As a whole, Germany's shape changed from their conventional 4-2-3-1 to a pseudo 4-4-2, with Muller playing as a second striker-winger, Ozil a right winger and Schweinsteiger and Khedira occupying the two middle positions.
This was an astute move from Low as it pitted the Ozil's intelligence and Muller's ability to penetrate up against the inexperienced Jetro Willems - the youngest player ever to play in the Euros.
If it were a more experienced full back like, say, Germany's Phillip Lahm, he would have ordered his team mates to help out and win the ball but Willems was stranded and looked very much like a schoolboy being taken to task.
Van Marwijk was partly to blame - he was being tactically inflexible. A better solution would have been to pull back the left winger (in this case, Afellay) to deal with Ozil instead and have De Jong continue patrolling the area in the middle and cut out the late runs.
Because that didn't happen, Low could utilise two of his most intelligent players in Ozil, whose movements wreak havoc in the opponent half by dragging people out of place, and Schweinsteiger, whose vision and passing is right up there with the best in the world.
Ultimately, the tactical change told with two goals from Gomez - the first within 10 minutes of the switch. Also, both goals had plenty in common: 1) Both moves started out on the right, 2) Both were assisted by Schweinsteiger, 3) There were at least four Dutch players caught on the flank ball-watching when the final pass came in.
Not to take away credit from Gomez though - both goals were borne of excellent touches and finishes on the Bayern Munich striker's part.
Too little, too late from the Dutch
With nothing to lose and everything to play for, Van Marwijk decided to come out of the shell and brought on Rafael van der Vaart for the outmatched Van Bommel and Klaas-Jan Huntelaar for the isolated Afellay, who probably had less than five touches of the ball in the entire half.
Without an extra holding midfielder, Netherlands did look more vulnerable at the back, but they had more options up front to attack. The presence of Van Der Vaart had a defensive benefit as well - as it meant that either Khedira or Schweinsteiger had to hold back to track his movements.
Also, Sneijder, who was deployed deeper in the first half to link up play due to Van Bommel and De Jong's inability to swiftly facilitate an attack, was allowed a role higher up right behind Huntelaar as almost a second striker.
This opened the game up as Schweinsteiger and Khedira both had defensive duties to fulfil and consequentially had fewer chances to foray up field and facilitate the German attack.

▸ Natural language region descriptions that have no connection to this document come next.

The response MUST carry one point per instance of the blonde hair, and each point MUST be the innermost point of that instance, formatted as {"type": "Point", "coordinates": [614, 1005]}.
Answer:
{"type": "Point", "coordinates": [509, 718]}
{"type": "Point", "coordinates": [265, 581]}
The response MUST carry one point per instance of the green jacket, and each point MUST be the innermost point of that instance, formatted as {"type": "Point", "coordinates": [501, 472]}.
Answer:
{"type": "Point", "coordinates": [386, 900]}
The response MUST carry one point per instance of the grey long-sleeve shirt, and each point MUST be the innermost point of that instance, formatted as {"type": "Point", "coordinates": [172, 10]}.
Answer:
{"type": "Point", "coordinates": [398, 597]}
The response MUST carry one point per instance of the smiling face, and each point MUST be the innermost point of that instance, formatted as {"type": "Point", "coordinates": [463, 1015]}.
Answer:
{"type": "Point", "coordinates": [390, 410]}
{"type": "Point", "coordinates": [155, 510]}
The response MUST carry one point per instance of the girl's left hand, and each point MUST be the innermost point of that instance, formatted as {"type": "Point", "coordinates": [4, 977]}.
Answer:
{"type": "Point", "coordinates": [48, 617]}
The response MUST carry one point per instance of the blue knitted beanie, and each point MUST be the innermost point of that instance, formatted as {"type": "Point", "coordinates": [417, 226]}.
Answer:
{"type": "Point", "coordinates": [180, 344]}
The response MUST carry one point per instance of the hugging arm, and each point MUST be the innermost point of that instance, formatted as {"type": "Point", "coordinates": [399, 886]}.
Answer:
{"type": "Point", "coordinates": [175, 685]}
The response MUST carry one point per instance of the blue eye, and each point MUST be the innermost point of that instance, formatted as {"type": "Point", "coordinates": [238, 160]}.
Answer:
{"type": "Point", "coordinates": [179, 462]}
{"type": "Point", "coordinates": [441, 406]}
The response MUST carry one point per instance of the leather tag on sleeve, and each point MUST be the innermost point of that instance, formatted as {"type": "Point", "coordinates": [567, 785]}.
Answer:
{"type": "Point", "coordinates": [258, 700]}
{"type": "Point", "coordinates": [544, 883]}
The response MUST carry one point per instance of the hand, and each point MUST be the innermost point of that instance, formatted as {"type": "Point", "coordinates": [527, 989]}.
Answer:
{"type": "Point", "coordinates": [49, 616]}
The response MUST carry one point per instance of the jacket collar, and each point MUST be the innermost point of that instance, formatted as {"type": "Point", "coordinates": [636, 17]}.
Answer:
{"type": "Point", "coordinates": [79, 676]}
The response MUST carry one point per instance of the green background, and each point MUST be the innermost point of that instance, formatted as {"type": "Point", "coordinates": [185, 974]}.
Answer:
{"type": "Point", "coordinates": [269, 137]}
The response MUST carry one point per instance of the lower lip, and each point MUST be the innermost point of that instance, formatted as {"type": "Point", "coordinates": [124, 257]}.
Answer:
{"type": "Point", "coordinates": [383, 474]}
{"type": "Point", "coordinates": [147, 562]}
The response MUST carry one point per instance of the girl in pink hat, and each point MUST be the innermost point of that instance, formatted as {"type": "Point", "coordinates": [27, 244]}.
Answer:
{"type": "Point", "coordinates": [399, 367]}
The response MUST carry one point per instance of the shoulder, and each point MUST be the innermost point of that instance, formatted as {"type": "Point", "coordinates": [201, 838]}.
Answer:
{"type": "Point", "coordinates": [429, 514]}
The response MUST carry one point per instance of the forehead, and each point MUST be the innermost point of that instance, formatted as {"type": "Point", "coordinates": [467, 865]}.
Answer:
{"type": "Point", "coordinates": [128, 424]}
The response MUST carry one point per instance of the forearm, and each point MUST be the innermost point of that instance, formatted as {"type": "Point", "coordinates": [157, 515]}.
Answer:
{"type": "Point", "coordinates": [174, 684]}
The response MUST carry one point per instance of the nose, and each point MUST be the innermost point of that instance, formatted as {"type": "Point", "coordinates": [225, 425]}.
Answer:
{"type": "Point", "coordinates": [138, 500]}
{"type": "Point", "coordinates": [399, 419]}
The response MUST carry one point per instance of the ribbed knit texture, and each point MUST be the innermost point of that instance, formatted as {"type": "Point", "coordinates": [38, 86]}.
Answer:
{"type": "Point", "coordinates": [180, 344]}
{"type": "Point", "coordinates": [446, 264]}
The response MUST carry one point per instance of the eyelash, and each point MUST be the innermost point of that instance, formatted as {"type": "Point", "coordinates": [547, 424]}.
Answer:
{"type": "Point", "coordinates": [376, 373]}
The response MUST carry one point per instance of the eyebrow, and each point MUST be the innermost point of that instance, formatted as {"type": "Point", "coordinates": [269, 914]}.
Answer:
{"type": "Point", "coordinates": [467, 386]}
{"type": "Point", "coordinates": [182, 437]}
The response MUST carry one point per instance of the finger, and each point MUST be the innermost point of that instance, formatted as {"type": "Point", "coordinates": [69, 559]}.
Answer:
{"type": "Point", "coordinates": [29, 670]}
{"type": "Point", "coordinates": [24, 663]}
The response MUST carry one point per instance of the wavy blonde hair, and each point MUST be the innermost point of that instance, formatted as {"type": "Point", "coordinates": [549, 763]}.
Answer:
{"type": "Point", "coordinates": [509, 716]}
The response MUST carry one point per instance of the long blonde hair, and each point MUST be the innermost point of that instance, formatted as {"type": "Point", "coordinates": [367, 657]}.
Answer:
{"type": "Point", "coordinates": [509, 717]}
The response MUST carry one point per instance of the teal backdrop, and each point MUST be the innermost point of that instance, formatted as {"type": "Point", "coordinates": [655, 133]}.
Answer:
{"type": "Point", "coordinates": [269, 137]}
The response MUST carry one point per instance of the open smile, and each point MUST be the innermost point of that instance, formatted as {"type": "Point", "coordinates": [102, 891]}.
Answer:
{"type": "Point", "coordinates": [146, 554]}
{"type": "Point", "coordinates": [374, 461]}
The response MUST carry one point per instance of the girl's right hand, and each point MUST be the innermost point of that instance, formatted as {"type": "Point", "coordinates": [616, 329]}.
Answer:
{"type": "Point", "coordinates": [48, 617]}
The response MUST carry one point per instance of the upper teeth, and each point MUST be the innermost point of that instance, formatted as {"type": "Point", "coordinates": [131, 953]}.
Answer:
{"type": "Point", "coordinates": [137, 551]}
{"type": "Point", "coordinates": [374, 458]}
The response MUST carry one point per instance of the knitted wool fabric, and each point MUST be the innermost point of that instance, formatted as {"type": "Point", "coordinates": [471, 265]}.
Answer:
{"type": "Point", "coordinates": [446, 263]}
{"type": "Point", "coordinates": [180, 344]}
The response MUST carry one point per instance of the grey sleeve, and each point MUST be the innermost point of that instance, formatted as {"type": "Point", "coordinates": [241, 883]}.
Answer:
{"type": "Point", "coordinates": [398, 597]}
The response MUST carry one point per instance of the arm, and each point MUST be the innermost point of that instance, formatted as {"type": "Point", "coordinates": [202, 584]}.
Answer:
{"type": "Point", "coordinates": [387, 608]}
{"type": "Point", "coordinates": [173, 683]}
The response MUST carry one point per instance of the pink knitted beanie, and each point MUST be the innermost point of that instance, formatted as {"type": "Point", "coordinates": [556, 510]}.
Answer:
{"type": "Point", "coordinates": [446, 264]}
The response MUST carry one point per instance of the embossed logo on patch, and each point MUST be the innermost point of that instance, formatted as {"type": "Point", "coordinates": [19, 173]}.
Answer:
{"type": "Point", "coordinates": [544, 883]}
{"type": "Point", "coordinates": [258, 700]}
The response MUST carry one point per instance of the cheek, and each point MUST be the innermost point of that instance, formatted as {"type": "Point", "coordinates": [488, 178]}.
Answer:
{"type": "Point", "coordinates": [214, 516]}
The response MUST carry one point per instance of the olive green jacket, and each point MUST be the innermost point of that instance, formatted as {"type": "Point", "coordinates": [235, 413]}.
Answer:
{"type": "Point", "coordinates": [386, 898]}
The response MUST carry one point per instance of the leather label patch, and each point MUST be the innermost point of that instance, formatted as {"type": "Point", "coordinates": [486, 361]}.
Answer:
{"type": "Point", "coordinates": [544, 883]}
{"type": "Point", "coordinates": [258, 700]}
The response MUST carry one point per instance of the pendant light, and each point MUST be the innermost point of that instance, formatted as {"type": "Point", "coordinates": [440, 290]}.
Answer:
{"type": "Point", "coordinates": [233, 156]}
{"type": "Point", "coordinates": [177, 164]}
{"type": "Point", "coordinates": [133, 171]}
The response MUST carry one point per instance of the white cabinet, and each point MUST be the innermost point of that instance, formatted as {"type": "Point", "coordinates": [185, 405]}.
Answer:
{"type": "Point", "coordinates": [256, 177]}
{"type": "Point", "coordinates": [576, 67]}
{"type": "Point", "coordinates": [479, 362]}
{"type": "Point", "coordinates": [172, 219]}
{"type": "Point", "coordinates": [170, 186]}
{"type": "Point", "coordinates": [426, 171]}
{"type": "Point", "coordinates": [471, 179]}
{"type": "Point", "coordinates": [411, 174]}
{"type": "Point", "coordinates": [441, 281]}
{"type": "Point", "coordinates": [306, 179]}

However, Van Marwijk's men reverted to their previous disoraganised self yet again. The front five or six (depending on Van Der Vaart's position), pressed Germany high up the pitch but De Jong and the defenders were content to sit deep in the five yards outside their own box, allowing the Germans to relieve pressure by dropping the ball into the zone in between the two groups of Dutch players.
And, like in Denmark game, the Oranje were over-reliant on individual skill rather than a cohesive team strategy to conjure up a goal. The goal eventually came via a fine individual effort from Van Persie - the Arsenal man picking up the ball deep on the left flank before turning past Khedira and firing a powerful shot with his right foot.
Even then, it was too little and too late for the Dutch.
Low outsmarted a stubborn Van Marwijk in terms of tactics - it was simple as that. The Germany coach dared to sacrifice the original game plan and showed flexibility in going for the win while his counterpart yet again displayed a sense of stubbornness and lack of originality.
Still, this wasn't the final act in the ‘Group of Death'. In fact, the result has set up a most intriguing finish.
Should Germany beat Denmark and Netherlands win against Portugal on Sunday, the second and final qualifying spot will go to head to head goal differences. Should Denmark shock Germany and Portugal beat Netherlands, it could also mean that the Germans go out on head to head goal difference.
So, yes, everything is pretty much alive in the trickiest of groups.